Several analysts have recently commented on the company…..

  • Stifel Nicolaus lifted their price target on shares of Stitch Fix from $23.00 to $25.00 and gave the company a “hold” rating in a report on Tuesday, March 13th.
  • ValuEngine raised shares of Stitch Fix from a “sell” rating to a “hold” rating in a report on Wednesday, April 4th.
  • Finally, Buckingham Research began coverage on shares of Stitch Fix in a report on Monday, March 19th. They set a “neutral” rating and a $22.00 price target on the stock.

Six research analysts have rated the stock with a hold rating and three have issued a buy rating to the stock. The stock has an average rating of “Hold” and an average price target of $25.57.

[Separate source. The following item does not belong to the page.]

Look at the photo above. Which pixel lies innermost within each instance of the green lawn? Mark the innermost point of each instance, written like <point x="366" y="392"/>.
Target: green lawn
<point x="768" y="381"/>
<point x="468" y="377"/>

Institutional investors that have recently made a change to their positions in the stock….

  • Gilder Gagnon Howe & Co. LLC purchased a new position in shares of Stitch Fix in the fourth quarter worth $25,974,000.
  • Virtu Financial LLC purchased a new position in shares of Stitch Fix in the fourth quarter worth $578,000.
  • Engineers Gate Manager LP purchased a new position in shares of Stitch Fix in the fourth quarter worth $1,538,000.
  • potrero capital research llc purchased a new position in shares of Stitch Fix in the fourth quarter worth $1,808,000.

Analysts predict that Stitch Fix will post earnings per share (EPS) of $0.03 for the current quarter. Three analysts have provided estimates for Stitch Fix’s earnings, with estimates ranging from $0.02 to $0.03. The business is expected to report its next quarterly earnings report after the market closes this Thursday, June 7th.

Stitch Fix Inc has a one year low of $14.48 and a one year high of $30.07.